3. They do not include sensitive information
While you should strive to include as much useful information as possible, log messages should not include sensitive information, such as passwords. This may seem obvious, but I’ve seen database connection error messages in log files containing the username and password! Fortunately, in my case, it was the incorrect password, copied over from a staging environment.

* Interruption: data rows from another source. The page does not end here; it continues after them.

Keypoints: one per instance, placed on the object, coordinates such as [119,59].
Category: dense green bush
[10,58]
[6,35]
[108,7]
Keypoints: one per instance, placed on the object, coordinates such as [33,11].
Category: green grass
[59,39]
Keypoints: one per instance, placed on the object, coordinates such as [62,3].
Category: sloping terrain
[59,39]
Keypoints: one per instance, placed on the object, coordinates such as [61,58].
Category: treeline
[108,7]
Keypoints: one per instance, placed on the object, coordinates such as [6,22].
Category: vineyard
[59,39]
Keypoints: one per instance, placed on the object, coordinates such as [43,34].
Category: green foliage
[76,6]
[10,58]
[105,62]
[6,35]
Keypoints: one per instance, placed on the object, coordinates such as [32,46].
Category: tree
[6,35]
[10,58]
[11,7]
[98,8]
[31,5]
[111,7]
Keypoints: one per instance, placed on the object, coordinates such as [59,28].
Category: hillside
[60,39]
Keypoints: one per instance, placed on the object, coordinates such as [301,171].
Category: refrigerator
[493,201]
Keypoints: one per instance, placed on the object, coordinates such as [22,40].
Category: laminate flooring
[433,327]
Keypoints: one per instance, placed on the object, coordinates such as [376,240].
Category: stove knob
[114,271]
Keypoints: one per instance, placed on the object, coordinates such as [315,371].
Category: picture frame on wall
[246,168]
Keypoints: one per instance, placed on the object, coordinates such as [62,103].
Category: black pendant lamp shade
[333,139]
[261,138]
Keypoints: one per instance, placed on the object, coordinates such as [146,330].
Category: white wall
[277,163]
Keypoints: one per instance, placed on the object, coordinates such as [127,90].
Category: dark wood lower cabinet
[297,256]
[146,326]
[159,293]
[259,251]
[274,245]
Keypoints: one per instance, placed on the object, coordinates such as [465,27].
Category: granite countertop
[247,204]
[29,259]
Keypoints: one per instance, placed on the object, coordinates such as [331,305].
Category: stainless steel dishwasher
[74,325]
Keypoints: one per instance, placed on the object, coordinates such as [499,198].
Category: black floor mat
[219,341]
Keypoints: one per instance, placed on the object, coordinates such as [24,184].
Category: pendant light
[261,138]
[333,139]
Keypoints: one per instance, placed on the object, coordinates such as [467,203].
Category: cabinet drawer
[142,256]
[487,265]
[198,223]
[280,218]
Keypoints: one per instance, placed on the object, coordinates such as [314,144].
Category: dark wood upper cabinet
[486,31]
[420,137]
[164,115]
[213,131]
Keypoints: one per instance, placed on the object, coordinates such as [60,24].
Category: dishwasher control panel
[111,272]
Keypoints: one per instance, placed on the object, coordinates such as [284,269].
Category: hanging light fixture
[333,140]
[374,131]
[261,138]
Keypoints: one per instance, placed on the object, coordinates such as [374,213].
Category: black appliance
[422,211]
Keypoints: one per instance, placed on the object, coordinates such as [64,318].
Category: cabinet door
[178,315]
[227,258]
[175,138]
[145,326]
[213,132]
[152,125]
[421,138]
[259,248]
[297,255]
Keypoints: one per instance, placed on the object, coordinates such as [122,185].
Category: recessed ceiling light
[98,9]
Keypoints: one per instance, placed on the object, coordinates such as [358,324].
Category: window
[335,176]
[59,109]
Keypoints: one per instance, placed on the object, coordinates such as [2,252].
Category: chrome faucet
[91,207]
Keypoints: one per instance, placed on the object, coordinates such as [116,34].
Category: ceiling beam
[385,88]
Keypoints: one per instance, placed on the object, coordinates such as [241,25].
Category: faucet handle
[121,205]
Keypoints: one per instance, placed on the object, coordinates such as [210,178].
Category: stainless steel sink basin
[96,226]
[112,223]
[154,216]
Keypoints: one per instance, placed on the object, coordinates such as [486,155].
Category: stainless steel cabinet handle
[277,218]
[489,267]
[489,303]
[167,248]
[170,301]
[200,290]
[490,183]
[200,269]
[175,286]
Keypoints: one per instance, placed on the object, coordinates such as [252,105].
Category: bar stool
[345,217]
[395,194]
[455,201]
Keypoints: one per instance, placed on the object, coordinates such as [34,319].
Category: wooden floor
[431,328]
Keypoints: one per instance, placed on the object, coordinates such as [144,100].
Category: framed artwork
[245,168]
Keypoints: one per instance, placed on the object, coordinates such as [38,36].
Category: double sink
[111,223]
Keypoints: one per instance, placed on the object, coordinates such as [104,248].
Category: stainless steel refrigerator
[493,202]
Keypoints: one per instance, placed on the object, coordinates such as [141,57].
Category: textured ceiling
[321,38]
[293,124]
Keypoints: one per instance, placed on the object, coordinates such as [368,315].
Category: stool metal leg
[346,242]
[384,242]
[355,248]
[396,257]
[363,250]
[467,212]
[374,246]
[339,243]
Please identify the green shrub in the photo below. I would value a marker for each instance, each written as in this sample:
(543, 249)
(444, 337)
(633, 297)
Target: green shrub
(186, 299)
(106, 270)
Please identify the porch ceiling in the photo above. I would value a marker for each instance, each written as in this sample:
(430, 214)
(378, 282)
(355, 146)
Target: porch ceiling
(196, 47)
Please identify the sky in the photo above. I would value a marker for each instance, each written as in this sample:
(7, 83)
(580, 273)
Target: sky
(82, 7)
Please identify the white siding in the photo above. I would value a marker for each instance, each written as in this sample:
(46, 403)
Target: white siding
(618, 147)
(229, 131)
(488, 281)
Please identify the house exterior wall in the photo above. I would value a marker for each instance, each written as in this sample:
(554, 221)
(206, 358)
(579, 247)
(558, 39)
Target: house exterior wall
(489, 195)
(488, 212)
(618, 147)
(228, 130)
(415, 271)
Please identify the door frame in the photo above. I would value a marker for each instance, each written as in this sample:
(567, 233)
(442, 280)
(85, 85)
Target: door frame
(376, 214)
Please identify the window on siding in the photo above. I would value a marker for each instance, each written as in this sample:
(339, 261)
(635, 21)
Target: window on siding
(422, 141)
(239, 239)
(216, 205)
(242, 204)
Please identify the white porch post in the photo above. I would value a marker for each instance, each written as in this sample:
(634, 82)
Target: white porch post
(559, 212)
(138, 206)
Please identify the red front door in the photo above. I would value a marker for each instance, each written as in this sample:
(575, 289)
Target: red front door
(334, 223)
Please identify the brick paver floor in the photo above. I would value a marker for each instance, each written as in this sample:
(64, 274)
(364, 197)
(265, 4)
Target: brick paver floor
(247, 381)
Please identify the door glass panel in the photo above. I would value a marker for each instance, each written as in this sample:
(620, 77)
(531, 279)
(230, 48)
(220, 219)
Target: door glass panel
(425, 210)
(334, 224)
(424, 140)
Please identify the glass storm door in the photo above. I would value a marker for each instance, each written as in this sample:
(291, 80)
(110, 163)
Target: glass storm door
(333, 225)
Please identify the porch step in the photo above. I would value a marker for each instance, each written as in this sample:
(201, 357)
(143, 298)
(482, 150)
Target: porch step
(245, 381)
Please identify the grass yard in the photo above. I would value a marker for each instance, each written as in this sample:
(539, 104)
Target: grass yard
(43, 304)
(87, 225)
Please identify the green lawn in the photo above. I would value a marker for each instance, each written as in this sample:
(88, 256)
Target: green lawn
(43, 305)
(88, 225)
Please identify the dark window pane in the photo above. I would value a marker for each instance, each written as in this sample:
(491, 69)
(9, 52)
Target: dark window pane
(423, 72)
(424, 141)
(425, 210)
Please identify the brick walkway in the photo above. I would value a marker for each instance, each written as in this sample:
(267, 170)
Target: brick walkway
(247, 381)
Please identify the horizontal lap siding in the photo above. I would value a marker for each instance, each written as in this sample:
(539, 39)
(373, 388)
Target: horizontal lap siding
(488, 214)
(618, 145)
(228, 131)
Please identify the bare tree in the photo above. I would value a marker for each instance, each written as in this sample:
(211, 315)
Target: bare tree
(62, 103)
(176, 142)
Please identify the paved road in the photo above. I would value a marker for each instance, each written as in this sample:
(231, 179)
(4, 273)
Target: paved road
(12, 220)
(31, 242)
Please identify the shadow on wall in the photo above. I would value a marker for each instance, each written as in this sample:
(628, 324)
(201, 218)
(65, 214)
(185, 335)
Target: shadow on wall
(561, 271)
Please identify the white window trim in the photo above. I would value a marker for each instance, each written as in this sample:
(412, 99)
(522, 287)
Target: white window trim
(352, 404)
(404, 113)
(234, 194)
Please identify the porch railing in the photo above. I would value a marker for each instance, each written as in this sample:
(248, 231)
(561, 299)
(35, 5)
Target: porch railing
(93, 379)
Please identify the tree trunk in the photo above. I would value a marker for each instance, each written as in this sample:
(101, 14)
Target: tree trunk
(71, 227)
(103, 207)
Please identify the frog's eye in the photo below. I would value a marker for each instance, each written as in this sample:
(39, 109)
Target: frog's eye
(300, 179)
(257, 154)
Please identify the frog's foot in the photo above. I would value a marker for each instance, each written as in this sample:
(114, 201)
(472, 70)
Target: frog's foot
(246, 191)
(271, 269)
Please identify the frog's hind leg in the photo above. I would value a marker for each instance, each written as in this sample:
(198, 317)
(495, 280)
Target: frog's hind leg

While passwords are an obvious piece of information to exclude, there are other bits of data that may not be so obvious. In this day an age, privacy laws are getting stronger and stricter all the time. These laws determine what constitutes private information, who can see it and how or if it can be distributed. Some things that may not belong in log files:
- Street addresses
- Phone numbers
- Email addresses
- Usernames
Information like a street address, in isolation may be fine. For example, a geocoding service may want to log the address that caused an error. When connected with a specific person, however, it becomes more problematic, especially when collected in bulk. When in doubt, leave them out or perhaps only display the user’s id. Someone with the proper credentials should be able to provide the other information, should it be needed to troubleshoot a problem.
4. They use appropriate categorization and severity levels
Most logging systems (at least, those I’m familiar with in the Java world) provide a way to categorize messages and assign each one an appropriate severity level. This allows the messages to be filtered, reducing the volume of messages until a problem arises and more detail is needed. While the number of available levels may vary, depending on the logging system you use, I’ve found that four levels are usually enough:
- ERROR – “Mayday! Something really bad happened and I don’t know what to do!”
- WARN – “Hey, um, something bad happened. Don’t worry, I was able to work around the problem, but I wanted to let someone know”
- INFO – “Just thought you’d like to know that I’m working on this thing here and I’m about to process this user’s purchase”
- DEBUG – “Really? You want me to tell you what I’m doing every step of the way? Well, ok, but it’s going to be a lot of detail. Are you debugging a problem?”
This is one I’ve seen used badly over the years. In one example, a REST client library was logging the full contents of each HTTP request (URL, HTTP headers, request parameters, etc.) as well as the corresponding response at INFO level, the default log level for our application. In production, all this really did was clutter up the logs and fill up the disk. Instead of removing the logging entirely, we changed the severity to DEBUG. This reduced the volume of logging, but still allowed us the ability to get more information to diagnose any problems that might come up.
On a related note, it is extremely helpful if the application has some way of altering the log filtering rules at runtime. This could be a HTTP endpoint, a JMX operation or simply reloading the logging configuration file when it changes. Unless you’re building small, interrelated applications (that is, microservices), rebooting your application to pick up a logging configuration change can be an expensive and disruptive proposition. In addition, restarting the application wipes out the state that may be part of the problem.
Log files are a valuable source of information when you need to understand how your application is working, or not working. Getting the right information into the log files is something of an art form. You can never guess with certainty what you might need, so you do your best, iterate, and learn from past troubleshooting. Follow these strategies and your will improve the effectiveness of your application’s logging.
Question: What do you think are the most important things to include in an application’s log files?